Par ailleurs, les capacités de production de la cuisine centrale seraient quatre fois
supérieures au nombre de rationnaires. Afin de réaliser des économies de fonctionnement,
l’exploitation de cet équipement a été confiée en 2016 à une entreprise qui confectionne des
repas pour son propre compte et celui de la commune. Cependant, cette externalisation, qui
devait permettre d’économiser environ 240 000 € par an, paraît à l’analyse, légèrement plus
coûteuse qu’auparavant, après la prise en compte des amortissements de l’équipement qui ont
été omis par la commune dans son budget et son analyse du modèle économique.
Malgré son coût élevé et bien que très récente, la nouvelle école nécessiterait déjà des
travaux de rénovation de plomberie et de sanitaires. Des travaux de rénovation thermique de
grande ampleur avaient par ailleurs déjà été programmés, sans justification objective, ainsi que
la construction d’un nouveau bâtiment à énergie positive de 10 classes, dans le cadre d’un
marché de conception-réalisation, irrégulier pour ce type d’opération. Pourtant la commune ne
possède ni le foncier nécessaire, ni plan de financement, ni d’ailleurs aucune capacité financière
pour réaliser un tel projet, quel que soit le niveau de cofinancement qu’elle pourrait obtenir.
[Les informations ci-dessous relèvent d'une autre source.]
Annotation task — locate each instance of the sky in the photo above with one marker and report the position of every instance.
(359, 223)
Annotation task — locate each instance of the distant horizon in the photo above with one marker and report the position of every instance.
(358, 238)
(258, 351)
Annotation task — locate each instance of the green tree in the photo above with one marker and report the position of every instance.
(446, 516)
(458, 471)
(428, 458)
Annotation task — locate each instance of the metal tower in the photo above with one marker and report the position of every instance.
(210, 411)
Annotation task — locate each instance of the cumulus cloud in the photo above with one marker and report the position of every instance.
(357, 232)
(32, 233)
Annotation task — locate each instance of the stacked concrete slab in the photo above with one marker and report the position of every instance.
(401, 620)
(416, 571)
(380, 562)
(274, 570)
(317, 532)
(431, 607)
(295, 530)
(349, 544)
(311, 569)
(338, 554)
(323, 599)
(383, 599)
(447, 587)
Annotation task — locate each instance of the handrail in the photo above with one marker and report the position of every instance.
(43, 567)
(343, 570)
Malgré la réalisation d’une mission de maîtrise d’oeuvre très avancée, ce projet vient encore
d’être modifié. Il aurait été décidé de le remplacer par un nouveau, évalué à 5,16 M€, tout aussi
insoutenable pour le budget de la commune.


Ressources humaines
Les charges de personnel représentaient plus de deux tiers des charges courantes fin
2015. Entre 2009 et 2014, les effectifs ont augmenté de 27 %. Sous la contrainte budgétaire,
une diminution s’est amorcée en 2015, qui a porté essentiellement sur les agents non titulaires.
Les tableaux des effectifs sont peu fiables, le nombre d’emplois budgétaires ouverts et
pourvus ne paraît pas cohérent avec les délibérations prises en la matière. Plusieurs nominations
en surnombre ont ainsi pu être prononcées.
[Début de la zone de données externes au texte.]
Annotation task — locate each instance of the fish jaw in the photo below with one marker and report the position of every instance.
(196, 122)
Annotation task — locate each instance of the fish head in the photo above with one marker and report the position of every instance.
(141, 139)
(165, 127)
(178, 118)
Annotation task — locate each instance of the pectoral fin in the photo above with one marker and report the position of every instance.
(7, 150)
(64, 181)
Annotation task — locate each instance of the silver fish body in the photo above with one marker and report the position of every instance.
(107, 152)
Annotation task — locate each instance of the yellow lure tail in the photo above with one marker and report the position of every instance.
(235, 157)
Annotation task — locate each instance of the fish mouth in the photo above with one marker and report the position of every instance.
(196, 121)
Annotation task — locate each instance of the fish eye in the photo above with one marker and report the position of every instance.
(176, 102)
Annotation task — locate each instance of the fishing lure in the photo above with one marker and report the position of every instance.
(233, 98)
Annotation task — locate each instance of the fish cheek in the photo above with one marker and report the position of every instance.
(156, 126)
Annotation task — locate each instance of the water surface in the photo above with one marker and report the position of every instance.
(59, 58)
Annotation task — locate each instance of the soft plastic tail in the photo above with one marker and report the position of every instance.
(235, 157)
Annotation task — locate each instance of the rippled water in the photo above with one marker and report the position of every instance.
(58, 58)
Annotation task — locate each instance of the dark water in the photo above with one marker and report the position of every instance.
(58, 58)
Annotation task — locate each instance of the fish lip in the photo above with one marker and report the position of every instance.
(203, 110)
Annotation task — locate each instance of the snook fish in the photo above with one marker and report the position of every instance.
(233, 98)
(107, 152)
Les effectifs se caractérisent par un sous-encadrement et une surreprésentation de la
filière technique. L’âge moyen des agents est également élevé, ce qui pourrait offrir à la
collectivité une opportunité de réduire le poids des dépenses de personnel à moyen terme.
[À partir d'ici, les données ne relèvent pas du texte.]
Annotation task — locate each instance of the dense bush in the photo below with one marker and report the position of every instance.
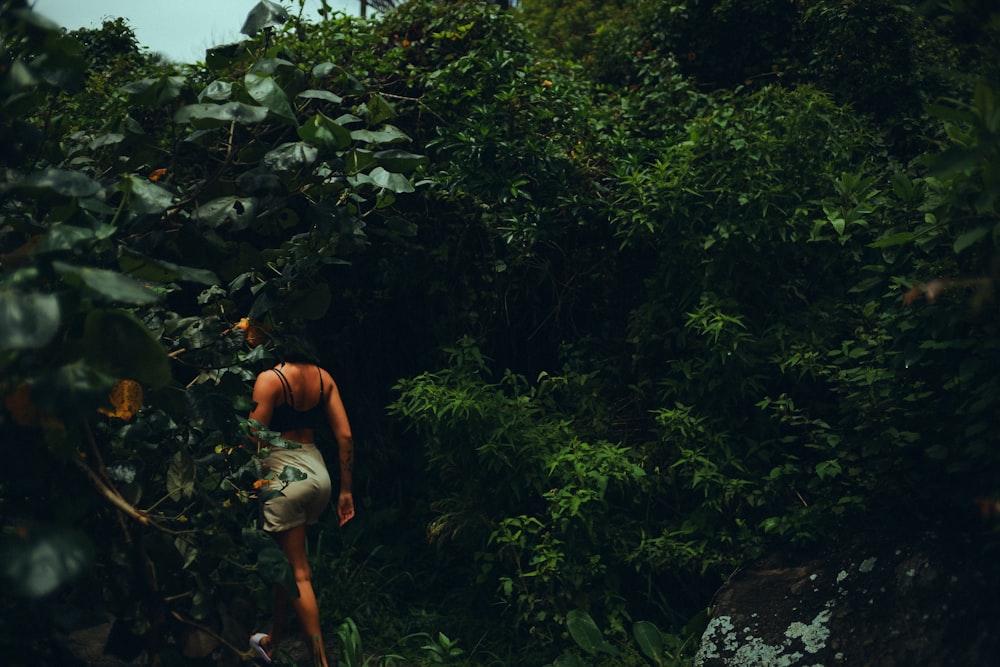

Les recrutements privilégient la sphère de proximité, ce qui contrarie le principe d’égal
accès aux emplois publics. De plus, les recrutements d’agents non-titulaires ne respectent pas
la législation en vigueur. Les motifs invoqués pour y procéder – remplacement ou surcroît
d’activité – ne sont pas avérés.
En matière de gestion des carrières, les avancements d’échelon et de grade, ainsi que le
régime indemnitaire ne sont pas corrélés à la manière de servir. Outre les charges
supplémentaires qu’il occasionne, ce mode de gestion des agents municipaux prive la commune
d’un levier managérial utile.
Le régime indemnitaire représente 19 % de la rémunération des agents, soit plus de
quatre points de plus que la moyenne de la strate démographique à laquelle appartient la
commune. Le coût des heures supplémentaires a par ailleurs augmenté de plus de 60 % sur la
période, sans lien avec la croissance des effectifs. Ces heures supplémentaires, tout comme les
heures de travail, ne sont pas contrôlées. Il existe en outre un système de forfait d’heures
supplémentaires, qui se cumule parfois avec des récupérations majorées.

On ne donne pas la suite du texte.